Il y a actuellement 33 ans que Gratteri est escorté jour et nuit, 7 jours sur 7. Il ne se déplace plus qu’au milieu de convois de voitures blindées fonçant à tombeau ouvert pour éviter de devenir une cible facile en cas d’immobilisation. Pour diminuer les risques liés aux déplacements, le procureur Gratteri ne va jamais au restaurant et mange tous les jours au bureau. Il vit sans arrêt enfermé, ne va jamais à la mer, ni en vacances. Quand un journaliste lui demande s’il est surpris d’être toujours en vie malgré la menace constante, Gratteri répond avec le sourire : « Parfois oui c’est ce que je me dis. Que j’ai de la chance. D’ailleurs, je pense tout le temps à la mort, mais on ne peut que continuer à vivre comme ça, parce que vivre comme un lâche n’a aucun sens ! »

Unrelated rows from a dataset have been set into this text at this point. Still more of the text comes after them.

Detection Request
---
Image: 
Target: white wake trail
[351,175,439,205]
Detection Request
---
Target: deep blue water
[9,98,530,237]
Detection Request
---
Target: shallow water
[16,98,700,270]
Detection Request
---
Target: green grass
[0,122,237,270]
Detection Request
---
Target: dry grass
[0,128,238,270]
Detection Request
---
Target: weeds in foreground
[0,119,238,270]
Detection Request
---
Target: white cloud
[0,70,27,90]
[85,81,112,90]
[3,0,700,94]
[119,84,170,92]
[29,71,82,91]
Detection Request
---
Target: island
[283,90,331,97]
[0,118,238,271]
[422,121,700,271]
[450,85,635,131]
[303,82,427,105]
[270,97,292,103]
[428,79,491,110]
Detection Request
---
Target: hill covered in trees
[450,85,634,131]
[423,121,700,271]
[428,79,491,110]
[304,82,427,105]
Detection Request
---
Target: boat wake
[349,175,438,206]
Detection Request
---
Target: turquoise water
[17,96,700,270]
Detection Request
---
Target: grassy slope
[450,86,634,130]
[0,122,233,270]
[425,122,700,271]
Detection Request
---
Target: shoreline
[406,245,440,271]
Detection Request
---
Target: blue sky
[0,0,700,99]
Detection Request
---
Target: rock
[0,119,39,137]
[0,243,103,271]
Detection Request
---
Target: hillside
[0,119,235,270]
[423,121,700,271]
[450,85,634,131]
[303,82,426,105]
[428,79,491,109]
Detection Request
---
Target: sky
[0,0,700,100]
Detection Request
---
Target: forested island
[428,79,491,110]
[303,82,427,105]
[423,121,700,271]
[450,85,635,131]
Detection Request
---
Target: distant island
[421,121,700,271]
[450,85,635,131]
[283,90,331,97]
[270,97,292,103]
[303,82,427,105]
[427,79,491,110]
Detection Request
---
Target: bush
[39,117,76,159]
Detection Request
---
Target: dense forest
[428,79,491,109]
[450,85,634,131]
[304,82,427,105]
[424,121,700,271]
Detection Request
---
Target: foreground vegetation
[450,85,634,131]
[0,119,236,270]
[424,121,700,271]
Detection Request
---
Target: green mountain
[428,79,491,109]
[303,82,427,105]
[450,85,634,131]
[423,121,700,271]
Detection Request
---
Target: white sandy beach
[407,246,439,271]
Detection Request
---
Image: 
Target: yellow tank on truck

Les plans d’attentats ourdis par la ’Ndrangheta
Juin 2005
En 2004, les services de renseignements de sécurité intérieure du gouvernement italien alertent d’un risque imminent d’attentat contre Nicola Gratteri, alors procureur adjoint de Reggio de Calabre. L’escorte est immédiatement renforcée et les enquêteurs profitent d’une largesse de la justice italienne qui autorise les policiers à dissimuler des micros dans la cour de promenade des prisons. Un an après, en juin 2005, ils interceptent une conversation entre deux détenus de la ’Ndrangheta qui évoquent explicitement plusieurs manières de faire exploser le procureur avec son escorte. Une opération policière est mise sur pied et quelques jours plus tard, dans la plaine de Gioia Tauro, les carabiniers du ROS (Raggruppamento Operativo Speciale) découvrent un véritable arsenal de guerre prévu pour l’attaque. Un kilo de plastique avec détonateur, des lance-roquettes, des grenades et des Kalachnikovs sans doute destinés à attaquer le convoi du magistrat.
13 janvier 2016
La Calabre est située de l’autre côté d’un bras de mer à seulement quelques kilomètres de Messine, en Sicile. Le fils du procureur Gratteri étudie en toute discrétion dans la prestigieuse université de la ville. Par un matin d’hiver, deux individus sonnent à la porte de la résidence. Le jeune homme appuie sur l’interphone et demande :
- Qui est-ce ?
- Buongiorno, c’est les policiers d’escorte, ouvrez, nous devons vous parler !
- Okay, je vous ouvre, je suis au troisième étage.
- Grazie, répond l’individu.
Sans se méfier, il appuie sur le bouton qui déclenche l’ouverture de l’entrée. Les deux hommes rentrent dans l’immeuble, s’enfilent dans l’ascenseur et montent les niveaux. Le fils du magistrat entrouvre la porte, mais laisse clos le portail métallique qui barre le seuil de l’appartement.
Au moment où la cabine ralentit sa course, le jeune homme remarque que les deux types n’ont pas d’uniforme et portent des cagoules. Il referme rapidement la porte, se barricade et appelle immédiatement son père. Les deux individus dévalent alors les escaliers et s’enfuient. Malgré la vérification des images de vidéo-surveillance, les enquêteurs ne parviennent pas à retrouver les suspects. La sécurité autour du procureur et de son entourage est encore une fois renforcée.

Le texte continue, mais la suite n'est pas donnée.